W czerwcu napisał w tej sprawie pismo do Marcina Zamoyskiego, prezydenta Zamościa. Odpowiedź go zaskoczyła. Okazało się, że w 2007 r. Straż Miejska przewoziła osadzonych na różne budowy (głównie na prace rewitalizacyjne na Starym Mieście) 126 razy, a w tym roku już ponad pół setki. Jak się okazało, strażnicy robili to w ramach "innych zadań”.
Prezydent wyjaśnił Zagdańskiemu, że były to patrole "mające nadzór nad bezpieczeństwem dzieci i młodzieży w rejonie SP nr 2 i 6 oraz na osiedlu im. Jana Zamoyskiego” Zagdański był tym zaniepokojony. Wiesław Gramatyka, komendant zamojskich strażników zapewniał jednak, że wszystko jest w porządku.
- Codziennie z zamojskiego ZK wychodzi do różnych prac 120 osadzonych - tłumaczył wówczas. - Oni pracują w wielu firmach i instytucjach. Wozimy ich, bo są dla miasta bardzo pożyteczni. Tak zresztą postanowił samorząd.
Zagdańskiego to nie przekonało. Wysłał pismo do komendanta głównego policji. Domagał się kontroli. - W tym czasie dostałem odpowiedź od prezydenta Zamościa na moje pytanie z sesji - tłumaczy Zagdański. - I co się okazało?
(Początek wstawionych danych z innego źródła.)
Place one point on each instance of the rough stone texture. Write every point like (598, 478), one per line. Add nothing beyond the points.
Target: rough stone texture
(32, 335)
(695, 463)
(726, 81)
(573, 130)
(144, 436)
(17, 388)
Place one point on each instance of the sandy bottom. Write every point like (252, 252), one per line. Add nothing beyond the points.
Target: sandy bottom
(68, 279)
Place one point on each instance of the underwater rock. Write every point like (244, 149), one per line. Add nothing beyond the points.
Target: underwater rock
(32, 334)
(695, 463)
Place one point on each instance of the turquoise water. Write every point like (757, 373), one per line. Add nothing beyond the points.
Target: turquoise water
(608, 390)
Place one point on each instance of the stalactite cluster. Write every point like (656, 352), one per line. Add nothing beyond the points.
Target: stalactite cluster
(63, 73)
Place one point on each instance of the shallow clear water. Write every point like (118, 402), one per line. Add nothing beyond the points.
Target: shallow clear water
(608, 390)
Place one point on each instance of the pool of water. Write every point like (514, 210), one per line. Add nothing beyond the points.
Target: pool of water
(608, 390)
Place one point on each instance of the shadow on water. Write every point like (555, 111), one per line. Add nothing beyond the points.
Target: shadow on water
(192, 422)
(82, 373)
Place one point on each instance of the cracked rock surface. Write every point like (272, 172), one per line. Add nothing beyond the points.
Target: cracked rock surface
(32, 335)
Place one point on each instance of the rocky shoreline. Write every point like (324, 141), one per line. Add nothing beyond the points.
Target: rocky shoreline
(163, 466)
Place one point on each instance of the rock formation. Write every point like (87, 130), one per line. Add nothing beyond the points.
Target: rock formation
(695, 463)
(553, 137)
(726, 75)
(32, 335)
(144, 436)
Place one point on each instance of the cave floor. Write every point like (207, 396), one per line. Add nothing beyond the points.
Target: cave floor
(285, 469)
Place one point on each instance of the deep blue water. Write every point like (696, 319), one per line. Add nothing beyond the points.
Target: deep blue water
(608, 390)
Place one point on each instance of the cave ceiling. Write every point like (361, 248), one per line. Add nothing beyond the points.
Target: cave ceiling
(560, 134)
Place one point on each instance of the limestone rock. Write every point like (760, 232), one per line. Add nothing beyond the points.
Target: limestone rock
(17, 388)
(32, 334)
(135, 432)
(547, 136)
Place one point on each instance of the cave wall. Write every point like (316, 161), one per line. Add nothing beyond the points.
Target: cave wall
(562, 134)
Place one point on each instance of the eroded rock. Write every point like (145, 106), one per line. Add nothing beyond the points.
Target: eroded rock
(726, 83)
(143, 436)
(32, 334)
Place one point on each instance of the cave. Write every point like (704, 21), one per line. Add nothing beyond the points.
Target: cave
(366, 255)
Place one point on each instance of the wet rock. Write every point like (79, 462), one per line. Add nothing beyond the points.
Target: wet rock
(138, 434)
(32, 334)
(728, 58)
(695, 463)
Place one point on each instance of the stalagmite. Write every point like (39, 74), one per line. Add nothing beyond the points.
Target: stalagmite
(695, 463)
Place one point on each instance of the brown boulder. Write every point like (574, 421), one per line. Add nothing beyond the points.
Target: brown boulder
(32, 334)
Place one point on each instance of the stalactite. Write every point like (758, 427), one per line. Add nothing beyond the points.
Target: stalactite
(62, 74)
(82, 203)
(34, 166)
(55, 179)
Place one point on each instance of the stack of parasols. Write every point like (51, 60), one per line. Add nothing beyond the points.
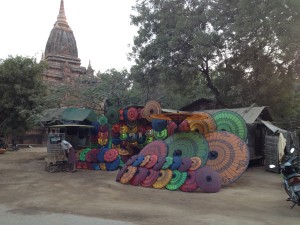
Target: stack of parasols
(191, 151)
(175, 151)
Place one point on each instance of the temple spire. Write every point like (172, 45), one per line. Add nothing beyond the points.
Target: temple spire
(61, 18)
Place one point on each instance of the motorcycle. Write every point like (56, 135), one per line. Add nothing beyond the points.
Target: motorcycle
(289, 168)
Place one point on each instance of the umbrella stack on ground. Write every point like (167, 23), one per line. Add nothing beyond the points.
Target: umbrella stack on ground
(203, 153)
(175, 151)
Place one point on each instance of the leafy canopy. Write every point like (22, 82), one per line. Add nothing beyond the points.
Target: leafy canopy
(237, 51)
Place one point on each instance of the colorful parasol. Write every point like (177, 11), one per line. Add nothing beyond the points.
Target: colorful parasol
(189, 143)
(130, 160)
(176, 163)
(177, 180)
(168, 162)
(100, 155)
(171, 128)
(146, 160)
(159, 163)
(228, 155)
(103, 128)
(232, 122)
(184, 126)
(152, 161)
(151, 107)
(140, 175)
(186, 164)
(138, 161)
(161, 135)
(208, 180)
(102, 120)
(196, 163)
(190, 183)
(128, 174)
(111, 155)
(114, 165)
(203, 126)
(157, 147)
(177, 117)
(132, 114)
(102, 166)
(163, 179)
(120, 173)
(151, 178)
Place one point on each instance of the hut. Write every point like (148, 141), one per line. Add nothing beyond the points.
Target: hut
(263, 136)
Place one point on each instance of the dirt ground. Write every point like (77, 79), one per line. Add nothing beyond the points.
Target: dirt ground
(26, 188)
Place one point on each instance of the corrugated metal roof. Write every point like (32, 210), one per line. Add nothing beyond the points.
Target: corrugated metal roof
(250, 114)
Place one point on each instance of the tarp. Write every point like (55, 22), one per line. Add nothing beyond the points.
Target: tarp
(67, 115)
(272, 127)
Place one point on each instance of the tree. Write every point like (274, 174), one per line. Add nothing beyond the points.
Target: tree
(21, 90)
(242, 50)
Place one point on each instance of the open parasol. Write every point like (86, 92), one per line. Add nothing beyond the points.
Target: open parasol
(157, 147)
(203, 126)
(163, 179)
(177, 117)
(190, 144)
(208, 180)
(190, 183)
(178, 179)
(232, 122)
(151, 178)
(228, 155)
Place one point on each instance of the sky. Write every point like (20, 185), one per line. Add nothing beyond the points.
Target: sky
(101, 28)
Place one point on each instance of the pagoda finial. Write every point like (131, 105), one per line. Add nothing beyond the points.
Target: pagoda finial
(61, 18)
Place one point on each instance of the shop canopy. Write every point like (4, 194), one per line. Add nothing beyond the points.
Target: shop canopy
(59, 116)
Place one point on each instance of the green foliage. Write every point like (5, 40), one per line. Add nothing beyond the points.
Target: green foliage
(239, 51)
(21, 91)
Napisał w nim, że wiadomości publicznie przeze mnie rozpowszechniane i podchwycone przez prasę, świadczą o niewłaściwej interpretacji wyjaśnień składanych przez komendanta Straży Miejskiej… A przecież wcześniej to sam prezydent do mnie napisał, że osadzonych przewożono dziesiątki razy!
Kilka dni temu strażników miejskich skontrolowali policjanci z Lublina (Komenda Główna przekazała im tę sprawę). Co się okazało? - Nie ujawniono żadnych, rażących błędów - mówi Anna Smarzak z zespołu prasowego KWP w Lublinie. - Tyle mogę na ten temat na razie powiedzieć. Pan radny dostanie szczegółowe wyniki kontroli.
Dariusz Zagdański jest zdziwiony. - Poczekam na pismo od komendanta głównego - mówi. - Mam nadzieję, że zostanie tam wyjaśnione, czy strażnicy mają uprawnienia do przewozu osadzonych, czy nie. I wtedy zobaczę co dalej.